之前的等待是混雜了忐忑、逃避、期待的焦躁不安,而現在,才仿佛是那口吊著的氣徹底散去的灰暗和無力。
這些,外人是看不出來的。但這些心境變化的表征,又是所有人都能看到的。
陸氏總部大樓里不管是能直面陸明琛的還是道聽途說的,都知道了這兩個多月來自家老板心情不好,那低氣壓真的讓人壓力山大,而且從上到下包括老總本人的工作量,感覺都翻了番,簡直累死個人。
什么鬼啊大姨夫也不能持續倆月吧!失戀了?不能吧,陸總這條件也能失戀啊?而且就陸總這工作狂的性格能為情所困?倒不如相信是公司出了什么問題,但感覺業務工作都運行得好好的啊……

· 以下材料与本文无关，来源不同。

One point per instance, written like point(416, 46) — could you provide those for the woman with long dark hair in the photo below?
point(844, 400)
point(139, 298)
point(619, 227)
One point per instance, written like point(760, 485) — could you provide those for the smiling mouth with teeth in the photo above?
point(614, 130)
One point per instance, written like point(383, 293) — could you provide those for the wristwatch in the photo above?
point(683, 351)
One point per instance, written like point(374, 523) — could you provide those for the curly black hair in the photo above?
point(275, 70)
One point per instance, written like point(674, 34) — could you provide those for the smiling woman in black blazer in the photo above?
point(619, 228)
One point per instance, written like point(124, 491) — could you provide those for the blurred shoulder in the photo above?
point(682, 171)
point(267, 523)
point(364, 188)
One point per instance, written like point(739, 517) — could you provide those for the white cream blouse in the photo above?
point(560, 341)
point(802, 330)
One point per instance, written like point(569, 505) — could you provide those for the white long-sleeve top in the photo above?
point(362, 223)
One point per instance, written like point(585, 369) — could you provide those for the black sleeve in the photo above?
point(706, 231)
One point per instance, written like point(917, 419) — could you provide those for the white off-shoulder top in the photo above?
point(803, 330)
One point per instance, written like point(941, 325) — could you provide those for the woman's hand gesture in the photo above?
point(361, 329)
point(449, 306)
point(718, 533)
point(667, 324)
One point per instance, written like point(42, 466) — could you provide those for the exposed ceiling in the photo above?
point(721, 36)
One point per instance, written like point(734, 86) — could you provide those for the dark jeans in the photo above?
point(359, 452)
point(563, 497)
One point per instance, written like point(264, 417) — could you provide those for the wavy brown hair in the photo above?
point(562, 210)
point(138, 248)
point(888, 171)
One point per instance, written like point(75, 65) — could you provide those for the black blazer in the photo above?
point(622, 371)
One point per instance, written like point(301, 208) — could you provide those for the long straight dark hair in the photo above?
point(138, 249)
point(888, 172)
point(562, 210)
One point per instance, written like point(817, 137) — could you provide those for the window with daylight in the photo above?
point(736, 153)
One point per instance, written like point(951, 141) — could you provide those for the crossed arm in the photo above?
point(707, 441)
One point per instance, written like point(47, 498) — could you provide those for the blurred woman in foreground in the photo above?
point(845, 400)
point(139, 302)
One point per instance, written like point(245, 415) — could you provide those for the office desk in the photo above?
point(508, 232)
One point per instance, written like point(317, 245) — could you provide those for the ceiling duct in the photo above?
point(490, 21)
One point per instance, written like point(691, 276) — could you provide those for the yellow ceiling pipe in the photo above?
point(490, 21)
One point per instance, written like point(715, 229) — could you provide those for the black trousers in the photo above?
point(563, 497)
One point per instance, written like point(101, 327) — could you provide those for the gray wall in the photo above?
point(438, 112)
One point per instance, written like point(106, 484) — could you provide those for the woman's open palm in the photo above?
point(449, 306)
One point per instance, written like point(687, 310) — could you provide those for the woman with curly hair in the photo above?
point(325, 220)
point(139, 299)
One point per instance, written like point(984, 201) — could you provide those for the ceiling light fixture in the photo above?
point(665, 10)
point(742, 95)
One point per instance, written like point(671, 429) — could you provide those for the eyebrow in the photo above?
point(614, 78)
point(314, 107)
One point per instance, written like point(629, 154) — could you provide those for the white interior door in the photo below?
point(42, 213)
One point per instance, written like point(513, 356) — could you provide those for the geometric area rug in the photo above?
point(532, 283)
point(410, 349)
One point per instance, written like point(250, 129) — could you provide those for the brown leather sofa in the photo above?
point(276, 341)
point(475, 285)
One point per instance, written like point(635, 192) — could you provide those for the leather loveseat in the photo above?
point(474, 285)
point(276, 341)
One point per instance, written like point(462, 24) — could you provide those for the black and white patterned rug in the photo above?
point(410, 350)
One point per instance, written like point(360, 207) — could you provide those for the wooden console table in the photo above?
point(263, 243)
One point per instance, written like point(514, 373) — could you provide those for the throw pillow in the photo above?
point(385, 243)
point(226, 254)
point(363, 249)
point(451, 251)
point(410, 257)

不管怎么,總之陸氏總部的員工們這兩個多月過得是謹小慎微,生怕觸了老總的霉頭。下班也不敢跑得早了,卷唄,只要卷到第一個人跑了,那剩下的就是一個跑得比一個快了。
大樓里空蕩蕩,江欲行一個房間一個房間地巡視,把沒關的機器關好,燈熄好,門關好。
直到來到陸明琛的辦公室外。
咚咚咚,他敲了敲門。沒有回應。
咔,他擰下把手。因為辦公室的主人沒有上鎖離開,所以他才能這么輕易就進來。
因為他要檢查下門有沒有鎖好,這擰動把手并確認還有沒有人都是流程。但看到里面人還在的話,按說該立刻帶上門離開,或許再奉上一句寒暄或者致歉。
但江欲行卻站在門口沒有走,反而盯著靠在椅子上的陸明琛仔細地看,小心地喚:“陸總?”